Royal Caribbean - Drugs - Explorer of the SeasIn the last couple of weeks we have reported on a Royal Caribbean drug ring smuggling large quantities of heroin and cocaine on the Enchantment of the Seas cruise ship into Baltimore from the Caribbean islands.  The cruise line’s spin?  Drug running is rare.  Our take – its business as usual. 

So here we go again. 

The Royal Gazette newspaper in Bermuda reports that a Royal Caribbean waiter was found guilty yesterday of conspiring to import more than $424,000 worth of cocaine into Bermuda. 

Jamaican crew member Ricardo Stewart (photo left and below) from Ocho Rios allegedly masterminded the drug operation, conspiring with fellow crew member Adrian Morris and others to import the cocaine to Bermuda on Royal Caribbean’s Explorer of the Seas.

The newspaper reports that the plot fell apart after packages containing almost 4 kg of cocaine were found hidden under a chair in the cruise ship’s disco, of all places.

The drugs reportedly had an estimated street value in Bermuda of between $424,500 and $735,375, depending on how it was sold.

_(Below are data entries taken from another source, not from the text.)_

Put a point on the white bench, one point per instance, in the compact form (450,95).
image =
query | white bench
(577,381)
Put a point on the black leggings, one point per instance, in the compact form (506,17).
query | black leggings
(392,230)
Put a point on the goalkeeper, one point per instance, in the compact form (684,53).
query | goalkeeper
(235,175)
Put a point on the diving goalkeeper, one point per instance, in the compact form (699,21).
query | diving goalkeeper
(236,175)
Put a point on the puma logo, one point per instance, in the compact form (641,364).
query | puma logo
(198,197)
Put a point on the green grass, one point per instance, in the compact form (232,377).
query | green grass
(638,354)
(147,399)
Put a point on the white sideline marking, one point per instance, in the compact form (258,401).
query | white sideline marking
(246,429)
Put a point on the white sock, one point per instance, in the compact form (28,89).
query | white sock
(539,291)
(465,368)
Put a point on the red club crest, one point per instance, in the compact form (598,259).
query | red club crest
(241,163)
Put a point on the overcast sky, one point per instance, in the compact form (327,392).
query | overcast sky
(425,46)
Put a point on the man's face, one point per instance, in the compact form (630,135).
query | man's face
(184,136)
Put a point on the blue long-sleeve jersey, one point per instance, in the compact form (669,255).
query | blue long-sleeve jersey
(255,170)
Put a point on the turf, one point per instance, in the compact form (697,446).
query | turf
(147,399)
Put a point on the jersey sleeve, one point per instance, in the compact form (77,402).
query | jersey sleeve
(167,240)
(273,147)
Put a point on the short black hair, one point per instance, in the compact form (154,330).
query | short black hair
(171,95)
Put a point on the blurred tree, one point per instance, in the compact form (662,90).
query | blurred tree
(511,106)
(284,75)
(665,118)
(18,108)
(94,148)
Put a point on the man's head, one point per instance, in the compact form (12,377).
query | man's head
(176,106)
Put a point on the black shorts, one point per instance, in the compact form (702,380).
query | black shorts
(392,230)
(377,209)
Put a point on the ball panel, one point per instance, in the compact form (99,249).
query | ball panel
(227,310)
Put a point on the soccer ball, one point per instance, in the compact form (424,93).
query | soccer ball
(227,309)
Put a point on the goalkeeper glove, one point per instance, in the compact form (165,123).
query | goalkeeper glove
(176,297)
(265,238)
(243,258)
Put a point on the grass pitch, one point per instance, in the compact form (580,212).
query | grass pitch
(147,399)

Royal Caribbean - Drugs - Explorer of the SeasKelnile Bushay, another Royal Caribbean crew member arrested during the investigation, stated that passengers would take the drugs on and off the cruise ship, "with crew members stashing the drugs around the ship while the vessel was traveling between destinations." 

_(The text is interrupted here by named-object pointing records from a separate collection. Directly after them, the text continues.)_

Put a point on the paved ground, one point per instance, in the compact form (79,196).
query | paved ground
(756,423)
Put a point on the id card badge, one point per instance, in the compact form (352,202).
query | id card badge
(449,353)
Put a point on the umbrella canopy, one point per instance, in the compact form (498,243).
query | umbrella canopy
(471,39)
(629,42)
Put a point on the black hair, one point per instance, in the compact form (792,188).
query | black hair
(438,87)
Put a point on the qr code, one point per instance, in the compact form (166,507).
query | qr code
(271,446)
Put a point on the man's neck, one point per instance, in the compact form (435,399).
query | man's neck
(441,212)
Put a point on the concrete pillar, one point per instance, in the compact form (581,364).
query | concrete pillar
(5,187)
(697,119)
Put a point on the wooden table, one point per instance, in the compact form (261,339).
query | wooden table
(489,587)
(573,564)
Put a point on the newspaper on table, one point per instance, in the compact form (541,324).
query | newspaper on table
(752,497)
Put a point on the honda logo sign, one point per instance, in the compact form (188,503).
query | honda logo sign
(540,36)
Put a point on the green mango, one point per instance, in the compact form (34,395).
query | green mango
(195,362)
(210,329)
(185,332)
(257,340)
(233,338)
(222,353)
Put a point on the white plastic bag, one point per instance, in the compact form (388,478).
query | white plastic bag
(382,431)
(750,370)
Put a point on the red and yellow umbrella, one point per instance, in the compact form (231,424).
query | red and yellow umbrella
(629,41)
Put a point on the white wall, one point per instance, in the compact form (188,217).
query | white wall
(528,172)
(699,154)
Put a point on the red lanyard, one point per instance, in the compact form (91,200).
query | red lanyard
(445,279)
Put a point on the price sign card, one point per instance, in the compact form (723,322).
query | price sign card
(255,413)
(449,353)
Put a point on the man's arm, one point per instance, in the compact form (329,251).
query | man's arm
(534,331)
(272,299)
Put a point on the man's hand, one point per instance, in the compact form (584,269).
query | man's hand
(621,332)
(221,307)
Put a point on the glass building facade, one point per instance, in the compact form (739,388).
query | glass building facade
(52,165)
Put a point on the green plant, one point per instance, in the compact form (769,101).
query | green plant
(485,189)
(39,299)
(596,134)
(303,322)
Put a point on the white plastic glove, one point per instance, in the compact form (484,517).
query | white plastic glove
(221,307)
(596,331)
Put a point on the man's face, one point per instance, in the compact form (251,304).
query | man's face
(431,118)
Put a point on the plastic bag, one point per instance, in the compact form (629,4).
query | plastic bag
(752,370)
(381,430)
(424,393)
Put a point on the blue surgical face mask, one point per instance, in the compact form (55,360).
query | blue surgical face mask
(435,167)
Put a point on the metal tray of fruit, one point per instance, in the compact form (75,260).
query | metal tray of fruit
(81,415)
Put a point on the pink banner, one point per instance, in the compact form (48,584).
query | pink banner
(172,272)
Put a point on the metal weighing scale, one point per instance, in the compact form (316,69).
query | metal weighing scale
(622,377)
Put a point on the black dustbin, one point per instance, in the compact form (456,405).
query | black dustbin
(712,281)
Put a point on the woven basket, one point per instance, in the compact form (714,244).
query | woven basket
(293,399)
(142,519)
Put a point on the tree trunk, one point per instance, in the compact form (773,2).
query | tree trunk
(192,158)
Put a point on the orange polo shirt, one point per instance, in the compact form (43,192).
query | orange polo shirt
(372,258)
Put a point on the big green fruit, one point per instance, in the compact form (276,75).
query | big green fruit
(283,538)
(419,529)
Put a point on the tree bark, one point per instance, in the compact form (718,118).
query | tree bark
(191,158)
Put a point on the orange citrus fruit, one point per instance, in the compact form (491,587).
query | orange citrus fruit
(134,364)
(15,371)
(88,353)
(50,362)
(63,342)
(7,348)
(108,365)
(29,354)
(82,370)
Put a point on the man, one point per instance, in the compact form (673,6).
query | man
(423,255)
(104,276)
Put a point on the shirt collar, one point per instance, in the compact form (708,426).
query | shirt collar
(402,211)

One of the problems we have discussed in prior blogs about Royal Caribbean crew members smuggling drugs is that some of the low paid cleaners are paid less than $600 a month (working over 360 hours a month) and are easily pusuaded into making some quick cash.  In this case, Adrian Morris, a Jamaican father-of-two, was allegedly recruited by Stewart "told the jury he earned $565 per month for his legitimate work as a cleaner.  However, Mr. Stewart offered him $1,500 to move a bag of drugs around the ship." 

Is it any surprise that Royal Caribbean crew members making only $565 a month are enticed to supplement their income smuggling some smack and blow? 


Photo credit:  Royal Gazette

  • CAPT. D. Peter Boucher, Dip.LA., MN(Ret)

    While that crewmember may be low on the pay scale in dollars add in the value of his food, quarters, clothing, health care and transportation all supplied and paid for by the cruise line. There may indeed be a temptation to add to his income by drug smuggling. There is none for those passengers who are cooperating and taking drugs ashore. Local Police in the various Ports of call need to start checking passengers with drug dogs once they step ashore off the ships.

    Good Watch.

  • Former Crew member

    Some crew members ( waiters, room attendants, dry cleaners) make little monrey, very little, working hard and way too long hours, and yes the cruisline provides food and accommodation ( but please, sharing a quite small cabin, bunk beds, tiny bathrooms with little spare room/ time to themselves ) and crew members pay for their uniforms, and every other expense is deducted off their paycheck, of course….
    so, no… it is not a wonderful well remmunered job, ( which is no excuse for compensating with drug dealing of course) but crew do not get paid for having fun and are given perks just like that. I myself was working in the hotel department for a couple of years, and it was better than other areas on the ship, but tough still, very tough. And I saw all kinds of people doing whatever to make some money to send back to their families, putting up with long hours and low pay, being exhausted while smiling to the guests because it is the policy…. crazy.
    Could be a fun job for some, but really not worth it.